Sir Kensington’s Makes a Magazine All About Condiments

Can a print publication called Sandwich cut through the baloney?

the first issue of sandwich magazine
The first issue of Unilever-owned Sir Kensington's Sandwich magazine focuses on the BLT.
Sandwich

Key Insights:

If you don’t think condiments get their proper due, Sir Kensington’s has a magazine for you with Sandwich, a quarterly publication that aims to explore modern society through a fun, food-based lens.

The New York-based condiment maker, part of the Unilever family, released the first issue last month, dedicated to the BLT. It features an article on female butchers, vivid illustrations of its ingredients and some lively photography of the cleanup after Spain’s annual La Tomatina festival, where participants throw tomatoes at each other for the joy of it.

The magazine’s debut installment, which consists of nearly 70 pages, costs $15 and is available for purchase on Sir Kensington’s website, along with at a few select shops in the U.S., including Brooklyn bar/concert venue Public Records and all locations of the boutique newsstand Import Store. The publication contains no ads except for a back page dedicated to Sir Kensington’s avocado oil mayonnaise.

“The big idea is to cut through in a world where condiment brands don’t necessary have a heritage of doing things that add value in this space,” said Simon Baker, managing director at TCO London, the media company and creative studio that produced Sandwich.

Sir Kensington’s approached TCO London because of the agency’s history with the medium, according to Baker. TCO London runs Little White Lies, a film magazine, as well as Huck, a culture publication—or the “nice Vice,” as Baker puts it.

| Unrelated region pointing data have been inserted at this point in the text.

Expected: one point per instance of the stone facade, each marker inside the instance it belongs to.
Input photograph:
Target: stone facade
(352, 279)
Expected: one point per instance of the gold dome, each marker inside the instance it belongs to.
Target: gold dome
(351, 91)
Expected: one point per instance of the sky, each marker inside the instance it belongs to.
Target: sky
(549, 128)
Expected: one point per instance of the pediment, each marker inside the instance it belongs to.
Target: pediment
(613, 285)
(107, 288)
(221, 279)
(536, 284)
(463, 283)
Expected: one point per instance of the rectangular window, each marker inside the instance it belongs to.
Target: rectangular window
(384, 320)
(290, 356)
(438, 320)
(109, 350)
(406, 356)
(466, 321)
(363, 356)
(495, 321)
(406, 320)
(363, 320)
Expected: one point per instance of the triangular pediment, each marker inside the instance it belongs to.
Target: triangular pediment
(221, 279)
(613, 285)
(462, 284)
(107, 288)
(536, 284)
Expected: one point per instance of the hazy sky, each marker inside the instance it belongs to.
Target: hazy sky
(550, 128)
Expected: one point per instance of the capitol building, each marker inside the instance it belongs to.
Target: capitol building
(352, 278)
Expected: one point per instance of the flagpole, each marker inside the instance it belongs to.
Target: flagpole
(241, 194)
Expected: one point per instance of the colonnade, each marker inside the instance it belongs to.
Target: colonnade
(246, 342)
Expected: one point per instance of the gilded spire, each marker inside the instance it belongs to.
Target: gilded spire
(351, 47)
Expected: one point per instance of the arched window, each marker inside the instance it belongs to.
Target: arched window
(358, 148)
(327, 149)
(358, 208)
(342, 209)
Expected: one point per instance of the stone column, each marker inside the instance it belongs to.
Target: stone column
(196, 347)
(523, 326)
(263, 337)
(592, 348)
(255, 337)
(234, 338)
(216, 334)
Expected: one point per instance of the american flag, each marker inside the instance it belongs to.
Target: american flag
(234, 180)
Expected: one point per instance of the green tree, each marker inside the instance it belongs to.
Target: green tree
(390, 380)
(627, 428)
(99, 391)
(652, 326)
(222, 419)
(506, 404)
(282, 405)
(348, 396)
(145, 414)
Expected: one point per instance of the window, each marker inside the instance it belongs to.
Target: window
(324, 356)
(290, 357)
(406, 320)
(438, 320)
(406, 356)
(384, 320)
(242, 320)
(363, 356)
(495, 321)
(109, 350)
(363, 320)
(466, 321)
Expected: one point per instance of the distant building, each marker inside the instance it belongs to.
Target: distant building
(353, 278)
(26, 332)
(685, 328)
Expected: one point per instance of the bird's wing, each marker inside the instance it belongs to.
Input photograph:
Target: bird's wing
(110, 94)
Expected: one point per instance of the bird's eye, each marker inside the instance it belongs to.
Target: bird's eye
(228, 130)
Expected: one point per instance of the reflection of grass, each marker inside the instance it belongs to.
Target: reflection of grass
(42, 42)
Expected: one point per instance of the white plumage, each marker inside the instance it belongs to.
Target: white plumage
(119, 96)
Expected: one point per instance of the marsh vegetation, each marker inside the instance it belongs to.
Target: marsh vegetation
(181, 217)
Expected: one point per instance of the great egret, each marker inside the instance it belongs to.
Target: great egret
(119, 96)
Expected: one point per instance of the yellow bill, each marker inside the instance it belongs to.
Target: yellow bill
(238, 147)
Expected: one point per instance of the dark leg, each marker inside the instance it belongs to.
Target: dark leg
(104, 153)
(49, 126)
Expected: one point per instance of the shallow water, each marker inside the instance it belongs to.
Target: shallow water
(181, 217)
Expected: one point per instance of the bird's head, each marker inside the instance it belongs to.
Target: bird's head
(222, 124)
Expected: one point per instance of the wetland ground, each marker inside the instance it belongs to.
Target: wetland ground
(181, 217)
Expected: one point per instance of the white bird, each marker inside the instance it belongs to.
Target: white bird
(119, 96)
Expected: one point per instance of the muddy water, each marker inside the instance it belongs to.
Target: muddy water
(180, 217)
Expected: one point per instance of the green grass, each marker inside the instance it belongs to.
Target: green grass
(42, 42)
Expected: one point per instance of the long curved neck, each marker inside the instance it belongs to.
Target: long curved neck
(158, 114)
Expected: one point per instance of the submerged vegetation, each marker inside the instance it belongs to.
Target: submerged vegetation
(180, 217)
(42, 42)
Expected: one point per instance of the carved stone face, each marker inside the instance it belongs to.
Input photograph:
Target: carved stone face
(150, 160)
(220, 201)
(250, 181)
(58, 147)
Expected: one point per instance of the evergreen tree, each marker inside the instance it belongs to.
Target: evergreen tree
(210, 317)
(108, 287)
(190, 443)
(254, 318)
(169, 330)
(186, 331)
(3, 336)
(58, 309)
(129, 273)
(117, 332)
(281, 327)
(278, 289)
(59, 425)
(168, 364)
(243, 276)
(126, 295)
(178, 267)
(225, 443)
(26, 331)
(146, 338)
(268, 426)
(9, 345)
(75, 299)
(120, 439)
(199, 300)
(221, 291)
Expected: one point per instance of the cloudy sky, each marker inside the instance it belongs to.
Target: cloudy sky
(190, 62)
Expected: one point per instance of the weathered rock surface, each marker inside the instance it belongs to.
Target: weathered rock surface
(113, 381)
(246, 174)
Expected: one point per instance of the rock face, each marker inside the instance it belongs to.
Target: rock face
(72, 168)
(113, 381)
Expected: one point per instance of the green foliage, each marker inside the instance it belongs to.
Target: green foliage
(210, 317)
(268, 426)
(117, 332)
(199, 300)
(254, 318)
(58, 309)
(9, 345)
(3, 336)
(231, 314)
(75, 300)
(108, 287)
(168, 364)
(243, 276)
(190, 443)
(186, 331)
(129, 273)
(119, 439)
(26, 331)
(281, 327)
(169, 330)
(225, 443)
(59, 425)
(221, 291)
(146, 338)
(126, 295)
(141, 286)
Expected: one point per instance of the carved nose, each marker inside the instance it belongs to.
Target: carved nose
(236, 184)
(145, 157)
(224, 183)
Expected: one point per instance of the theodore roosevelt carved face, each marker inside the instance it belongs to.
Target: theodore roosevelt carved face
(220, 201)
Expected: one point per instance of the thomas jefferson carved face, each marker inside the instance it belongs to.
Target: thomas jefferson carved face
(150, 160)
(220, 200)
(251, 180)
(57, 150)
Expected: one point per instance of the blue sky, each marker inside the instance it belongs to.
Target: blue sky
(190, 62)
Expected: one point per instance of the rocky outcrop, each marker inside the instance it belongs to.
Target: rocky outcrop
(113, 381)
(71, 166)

Baker hopes Sandwich can give Sir Kensington’s a position in the marketplace that it couldn’t occupy without its own publication. “Our form of content marketing is actually just content,” Baker said.

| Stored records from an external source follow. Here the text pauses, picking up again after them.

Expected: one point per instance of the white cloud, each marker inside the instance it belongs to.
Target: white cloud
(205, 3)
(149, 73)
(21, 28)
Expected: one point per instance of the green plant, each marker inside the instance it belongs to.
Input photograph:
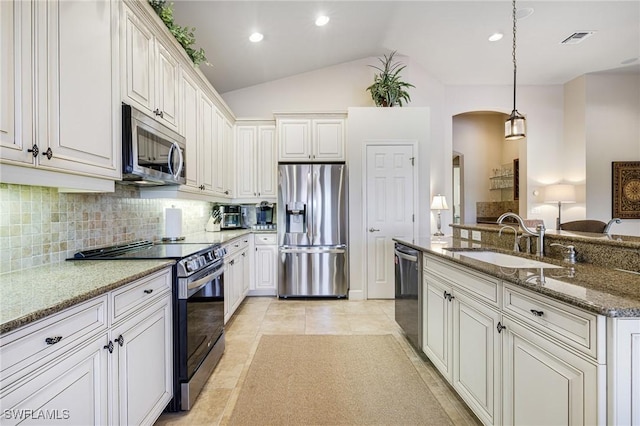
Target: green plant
(387, 88)
(184, 35)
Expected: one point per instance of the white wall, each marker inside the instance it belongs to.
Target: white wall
(612, 129)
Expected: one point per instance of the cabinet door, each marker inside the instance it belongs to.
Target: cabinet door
(70, 389)
(143, 365)
(207, 153)
(294, 140)
(328, 140)
(246, 156)
(166, 87)
(477, 357)
(265, 270)
(545, 384)
(229, 155)
(437, 342)
(266, 162)
(78, 103)
(189, 127)
(16, 67)
(138, 53)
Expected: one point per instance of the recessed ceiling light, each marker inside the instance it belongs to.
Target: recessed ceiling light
(322, 20)
(256, 37)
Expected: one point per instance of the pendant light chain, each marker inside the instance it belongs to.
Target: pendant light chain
(514, 55)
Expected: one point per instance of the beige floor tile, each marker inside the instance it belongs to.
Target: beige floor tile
(268, 315)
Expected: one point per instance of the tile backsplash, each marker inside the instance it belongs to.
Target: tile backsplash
(39, 225)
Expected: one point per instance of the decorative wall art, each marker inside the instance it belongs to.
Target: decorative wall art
(625, 189)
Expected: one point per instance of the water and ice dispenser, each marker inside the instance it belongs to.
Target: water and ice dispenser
(296, 217)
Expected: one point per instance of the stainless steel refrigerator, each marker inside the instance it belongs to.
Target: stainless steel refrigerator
(312, 230)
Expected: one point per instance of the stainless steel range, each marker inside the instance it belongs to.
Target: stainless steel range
(198, 308)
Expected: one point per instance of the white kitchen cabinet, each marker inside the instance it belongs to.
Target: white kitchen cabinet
(142, 365)
(545, 383)
(256, 161)
(236, 274)
(67, 87)
(150, 78)
(314, 138)
(265, 264)
(108, 360)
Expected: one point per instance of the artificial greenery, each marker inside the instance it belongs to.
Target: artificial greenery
(387, 89)
(184, 35)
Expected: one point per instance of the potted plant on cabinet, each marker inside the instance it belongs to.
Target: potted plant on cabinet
(388, 89)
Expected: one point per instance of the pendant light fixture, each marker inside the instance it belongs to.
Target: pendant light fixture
(514, 127)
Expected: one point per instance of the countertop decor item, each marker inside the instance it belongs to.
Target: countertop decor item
(184, 35)
(626, 189)
(560, 193)
(388, 89)
(515, 126)
(439, 203)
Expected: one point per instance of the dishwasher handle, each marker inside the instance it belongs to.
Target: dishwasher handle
(405, 256)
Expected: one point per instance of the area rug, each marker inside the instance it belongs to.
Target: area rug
(334, 380)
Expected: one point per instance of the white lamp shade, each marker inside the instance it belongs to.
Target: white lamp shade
(560, 193)
(439, 203)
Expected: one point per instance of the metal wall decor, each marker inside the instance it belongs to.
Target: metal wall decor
(625, 188)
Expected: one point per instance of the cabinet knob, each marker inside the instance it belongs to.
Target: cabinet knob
(48, 153)
(52, 340)
(34, 150)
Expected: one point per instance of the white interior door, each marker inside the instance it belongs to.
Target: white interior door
(389, 212)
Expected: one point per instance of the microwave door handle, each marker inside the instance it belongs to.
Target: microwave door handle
(170, 157)
(180, 161)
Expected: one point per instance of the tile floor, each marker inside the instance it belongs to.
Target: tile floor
(265, 315)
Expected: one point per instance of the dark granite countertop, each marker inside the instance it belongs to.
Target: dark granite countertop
(604, 291)
(34, 293)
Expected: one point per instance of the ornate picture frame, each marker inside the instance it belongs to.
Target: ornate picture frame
(625, 189)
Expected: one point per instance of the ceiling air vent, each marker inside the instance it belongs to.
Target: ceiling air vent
(577, 37)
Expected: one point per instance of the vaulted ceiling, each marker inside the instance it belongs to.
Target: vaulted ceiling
(449, 39)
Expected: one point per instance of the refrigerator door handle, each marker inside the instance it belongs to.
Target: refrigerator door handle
(311, 250)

Consumer goods leviathan Unilever, which also owns brands such as Hellmann’s and Ben & Jerry’s, acquired Sir Kensington’s in 2017 for $140 million, according to Bloomberg. Another Unilever acquisition, Dollar Shave Club, has also experimented with a print publication with Mel Magazine.

Baker acknowledged the trend of young companies making print magazines to enhance relationships with potential customers, but also argued that because the distribution of these publications tends to be limited, the trend hasn’t hit a saturation point. Only a few thousand issues of Sandwich were printed, for example. Some of the content will be repurposed for digital.

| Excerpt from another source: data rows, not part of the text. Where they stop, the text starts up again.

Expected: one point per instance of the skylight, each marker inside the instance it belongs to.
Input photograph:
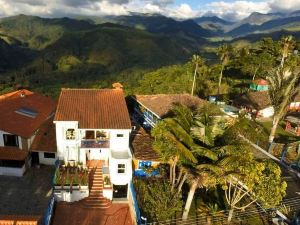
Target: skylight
(27, 112)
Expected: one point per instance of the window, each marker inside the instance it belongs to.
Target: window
(121, 168)
(48, 155)
(101, 135)
(70, 134)
(10, 140)
(89, 134)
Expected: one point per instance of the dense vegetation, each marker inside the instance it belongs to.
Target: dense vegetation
(47, 54)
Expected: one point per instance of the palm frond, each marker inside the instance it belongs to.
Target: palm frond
(204, 152)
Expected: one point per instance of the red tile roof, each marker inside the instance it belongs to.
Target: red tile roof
(45, 139)
(19, 220)
(255, 100)
(162, 104)
(142, 146)
(12, 153)
(94, 108)
(22, 125)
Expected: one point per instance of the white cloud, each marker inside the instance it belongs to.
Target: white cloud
(237, 10)
(284, 5)
(233, 10)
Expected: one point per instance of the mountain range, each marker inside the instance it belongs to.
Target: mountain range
(101, 46)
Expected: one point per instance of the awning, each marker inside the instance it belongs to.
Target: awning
(12, 153)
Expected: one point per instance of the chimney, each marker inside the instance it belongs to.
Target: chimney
(22, 94)
(117, 86)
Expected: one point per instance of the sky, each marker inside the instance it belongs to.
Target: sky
(180, 9)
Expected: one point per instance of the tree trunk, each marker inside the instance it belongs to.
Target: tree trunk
(189, 200)
(254, 75)
(181, 183)
(194, 80)
(220, 79)
(282, 61)
(273, 129)
(179, 176)
(174, 174)
(171, 172)
(230, 215)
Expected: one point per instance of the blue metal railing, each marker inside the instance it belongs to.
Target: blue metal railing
(135, 204)
(49, 211)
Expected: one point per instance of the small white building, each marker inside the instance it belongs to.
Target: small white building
(94, 124)
(257, 103)
(22, 115)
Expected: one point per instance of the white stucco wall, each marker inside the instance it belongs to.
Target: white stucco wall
(46, 161)
(10, 171)
(267, 112)
(119, 143)
(2, 140)
(108, 193)
(67, 196)
(120, 178)
(64, 146)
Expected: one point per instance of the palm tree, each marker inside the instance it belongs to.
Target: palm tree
(175, 144)
(282, 85)
(198, 62)
(197, 178)
(209, 211)
(224, 53)
(287, 44)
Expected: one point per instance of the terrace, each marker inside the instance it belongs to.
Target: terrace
(95, 139)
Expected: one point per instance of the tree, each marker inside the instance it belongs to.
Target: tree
(224, 53)
(198, 62)
(198, 177)
(287, 45)
(174, 142)
(282, 85)
(209, 211)
(258, 181)
(157, 200)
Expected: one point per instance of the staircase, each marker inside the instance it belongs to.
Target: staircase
(96, 199)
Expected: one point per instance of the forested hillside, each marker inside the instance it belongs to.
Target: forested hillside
(149, 53)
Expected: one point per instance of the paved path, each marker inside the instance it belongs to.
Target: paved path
(73, 213)
(27, 195)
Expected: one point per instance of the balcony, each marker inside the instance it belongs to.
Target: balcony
(93, 143)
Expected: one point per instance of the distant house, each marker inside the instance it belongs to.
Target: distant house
(295, 104)
(22, 115)
(93, 125)
(144, 155)
(259, 85)
(293, 124)
(149, 109)
(257, 103)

“While we’ve seen many shuttered print magazines over the past few decades, we are certainly seeing young brands producing print content as part of a content marketing strategy,” said Stephanie Stahl, general manager at the Content Marketing Institute. Stahl listed Bumble, Away, Airbnb, Casper, California Closets and Red Bull as some prime examples.

“Likewise, some established brands continue to invest in their print products or have launched new print products,” Stahl added, nodding to REI, AARP and Amtrak.

According to survey data from the Content Marketing Institute, this year 25% of consumer-facing brand marketers said they used print magazines for content marketing purposes at some point in the past 12 months. Two years prior, 17% said the same.

Both Stahl and Baker argue there’s something special about a print magazine that a digital medium simply can’t replicate. People engage with it more. They take their time. They soak it up.

“Presumably, brands that are launching new print products have heard directly from their customers that print is a desirable or preferable way to engage with the brand,” Stahl said.

Survey data collected by the Association of Magazine Media, a trade group, claims that 73% of adults “feel that reading a printed magazine or book is more enjoyable than reading on an electronic device.”

If print publications are so compelling, should every brand do it?

“Definitely not,” Stahl cautioned, citing the cost compared to other forms of digital media, the difficulty of tracking a return on investment, and the need to recruit great writers, editors and designers. Plus, it absolutely must be unique—and good.